In August 1409 the komturs of Ostróda and Pokarmin invaded Janusz's domains. In retaliation, Janusz I's son Bolesław destroyed Działdowo and 14 surrounding villages.

Coat of arms of Janus I.

Between 1409 and 1411 Janusz I continued his support to Władysław II Jagiełło in the great war against the Teutonic Order and fielded a banner of cavalry to aid the Polish King.

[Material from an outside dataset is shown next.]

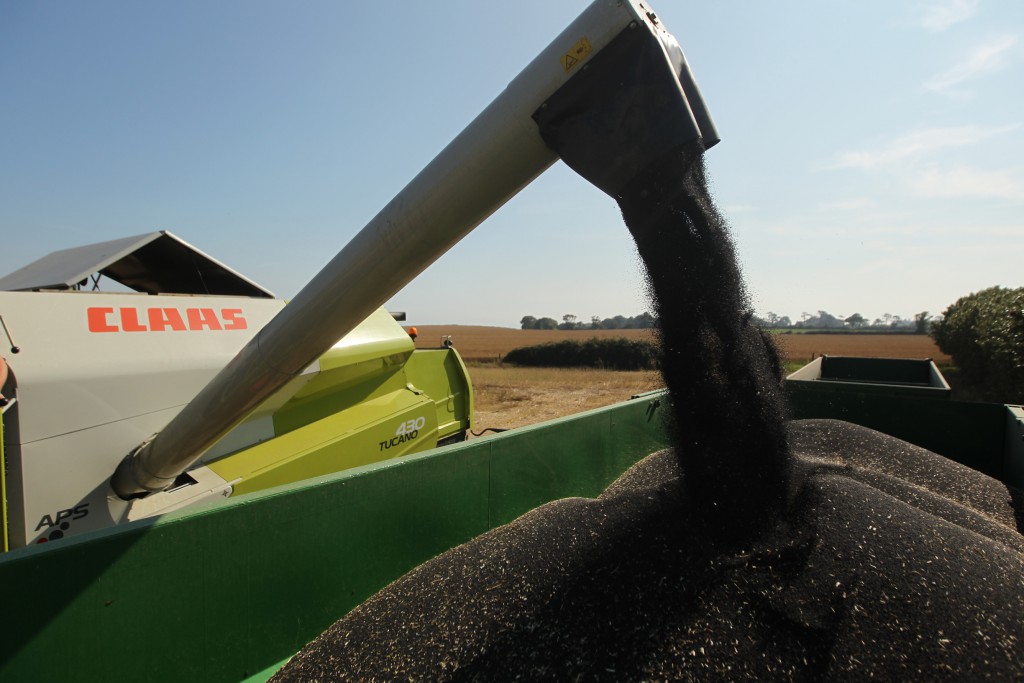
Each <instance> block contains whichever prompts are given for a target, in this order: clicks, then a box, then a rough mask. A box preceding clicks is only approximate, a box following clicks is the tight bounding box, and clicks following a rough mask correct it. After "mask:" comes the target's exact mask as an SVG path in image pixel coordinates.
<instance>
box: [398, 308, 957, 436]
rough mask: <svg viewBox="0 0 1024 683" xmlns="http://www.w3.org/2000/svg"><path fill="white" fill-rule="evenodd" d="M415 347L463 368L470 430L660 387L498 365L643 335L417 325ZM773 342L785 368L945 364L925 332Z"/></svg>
mask: <svg viewBox="0 0 1024 683" xmlns="http://www.w3.org/2000/svg"><path fill="white" fill-rule="evenodd" d="M417 331H418V332H419V337H418V338H417V340H416V345H417V347H418V348H436V347H437V346H440V345H441V344H442V343H443V340H444V339H445V338H447V337H451V338H452V342H453V344H454V345H455V347H456V348H457V349H458V350H459V353H460V354H461V355H462V357H463V358H464V359H465V360H466V365H467V366H468V367H469V374H470V378H471V379H472V382H473V391H474V396H475V399H476V405H475V408H476V416H475V420H474V422H475V427H474V429H475V430H476V431H477V432H479V431H480V430H482V429H485V428H488V427H493V428H501V429H510V428H513V427H521V426H524V425H529V424H535V423H538V422H543V421H545V420H552V419H555V418H559V417H564V416H566V415H572V414H574V413H581V412H583V411H588V410H591V409H594V408H601V407H602V405H610V404H611V403H616V402H618V401H622V400H626V399H627V398H629V397H630V396H632V395H634V394H637V393H642V392H644V391H650V390H653V389H658V388H660V387H662V386H663V384H662V378H660V376H659V375H658V374H657V373H655V372H620V371H610V370H577V369H558V368H544V369H538V368H514V367H512V366H505V365H503V364H501V362H500V360H501V358H502V357H504V355H505V354H506V353H508V352H509V351H511V350H512V349H513V348H518V347H520V346H532V345H535V344H543V343H546V342H553V341H561V340H564V339H575V340H581V341H583V340H587V339H590V338H591V337H599V338H612V337H625V338H627V339H650V340H653V339H654V336H653V333H652V332H651V331H649V330H514V329H510V328H492V327H479V326H463V325H443V326H440V325H436V326H435V325H431V326H427V325H420V326H417ZM776 340H777V342H778V346H779V348H780V350H781V351H782V352H783V354H784V355H785V358H786V360H787V362H788V365H790V367H791V368H792V367H794V366H796V367H799V366H802V365H804V364H806V362H807V361H809V360H810V359H811V358H812V357H816V356H818V355H822V354H827V355H851V356H861V357H890V358H932V359H934V360H935V361H936V362H937V364H938V365H947V364H949V357H948V356H947V355H945V354H943V353H942V352H941V351H940V350H939V349H938V347H937V346H936V345H935V342H933V341H932V339H931V338H930V337H928V336H926V335H868V334H790V335H786V334H782V335H777V336H776Z"/></svg>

In the village of Czerwińsk nad Wisłą, Janusz I designated the place of concentration of the united Polish-Lithuanian army. From there him, at the head his army organized their squadrons of knights and went to Grunwald, where on 15 July 1410 took place the battle. Janusz I then participated in the rest of the campaign. Władysław II, as way to recompensate his fidelity, give to him the Teutonic castles of Nidzica, Ostróda and Olsztyn. However, these acquisitions weren't permanent, because seven months later (1 February 1411) after the sign of the Peace of Thorn, he was forced to return the castles to the Teutonic Order.

When in 1414 another war broke out with the Teutonic Knights (the called Hunger War), Janusz I again decided to support the King. This time, however, probably because of his advanced age, he didn't participate directly in the campaign but sent his son Bolesław.

==Internal policy and reforms==
In domestic politics, Janusz I took a thorough reform of the economic policies of the principality given the German Kulm law to 24 cities including Czersk (1383), Ciechanów (1400), Różan (1403), Warsaw New Town (1408), Drohiczyn (1408), Łomża (1418), Grójec (1419), Maków Mazowiecki and Mińsk Mazowiecki (1421), Kolno and Tykocin (1425), Przasnysz and Ostrołęka (1427) and Kamieńczyk (1428). An extremely important step took place in 1406, when he moved his capital from Czersk to newly developing strategic town of Warsaw and actively worked to develop his towns, fortified his castles and strongholds. A clear sign of this develop was the creation of a Collegiate at St. John Church and the build of a castle (who was later known as the oldest part of the future Royal Palace). Among the most notorious castles fortified during this time are the former capital Czersk, Liw and Ciechanów.

==Marriage and issue==
Around 23 November 1371/73, Janusz I married the Lithuanian princess Danutė (c. 1358 - c. 24 November 1424) -who in baptism took the name Ana-, a daughter of Kęstutis and sister of Vytautas, both Dukes of Trakai and Grand Dukes of Lithuania; in consequence, she was a first-cousin of the later King Władysław II Jagiełło of Poland (born Jogaila, son of Algirdas, a brother of Kęstutis). The union produced at least four children:
- Daughter (Olga?) (1373/76 - c. 8 December 1401), who married firstly in 1388 to Voivode Petru II of Moldavia and secondly with the Moldavian magnate Wilczę.
- Janusz (1376/81 - c. 18 October 1422).
- Bolesław (1385/86 - c. 4 May 1424).
- Konrad (c. 1400 - 9 December 1412/13).

Janusz I survived all his children and passed, by testament, his domains to his eldest surviving grandson, Bolesław IV (son of the second son, Bolesław).

He died on 8 December 1429 at Czersk, and was buried at St. John's Archcathedral, Warsaw.